The party, which dropped out of parliamentary discussions on the issue, on Thursday voted to reject the deal struck by six of the other eight parties in parliament.
“We will propose that we, in conjunction with municipal elections this autumn, hold a nationwide referendum on the refugee issue,” the party's parliamentary leader Harald Nesvik told Norway's NTB newswire.
The party agreed on the controversial move at an extraordinary meeting on Thursday, ruling that it would vote against he deal struck by the Conservative Party, its coalition partner in government, with Labour and four other parties.
Progress party deputy leader Ketil Solvik-Olsen suggested submitting the deal struck in parliament for referendum.

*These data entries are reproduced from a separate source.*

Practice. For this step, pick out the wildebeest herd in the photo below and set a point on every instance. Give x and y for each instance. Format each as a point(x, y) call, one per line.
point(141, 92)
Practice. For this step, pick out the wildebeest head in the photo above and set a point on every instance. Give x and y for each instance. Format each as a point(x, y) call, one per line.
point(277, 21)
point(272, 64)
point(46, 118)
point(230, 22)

“You could submit the agreement now being negotiated, so the citizens can say yes or no,” he said. “I believe that the other parties should listen to the people in this matter. If they believe that they have the people behind them, they should dare to hold a referendum on such an important topic.”

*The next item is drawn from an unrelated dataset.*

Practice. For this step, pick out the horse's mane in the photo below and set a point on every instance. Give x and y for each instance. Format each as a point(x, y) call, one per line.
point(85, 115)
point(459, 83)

Norway has not held a referendum since it voted to reject membership of the European Union in 1994, making it unlikely that other parties would back Progress's proposal.
The staunchly anti-immigrant Progress MP Christian Tybring-Gjedde said before the meeting be believed that Progress should leave the government coalition, as otherwise its ministers would become responsible for bringing the Syria agreement into force.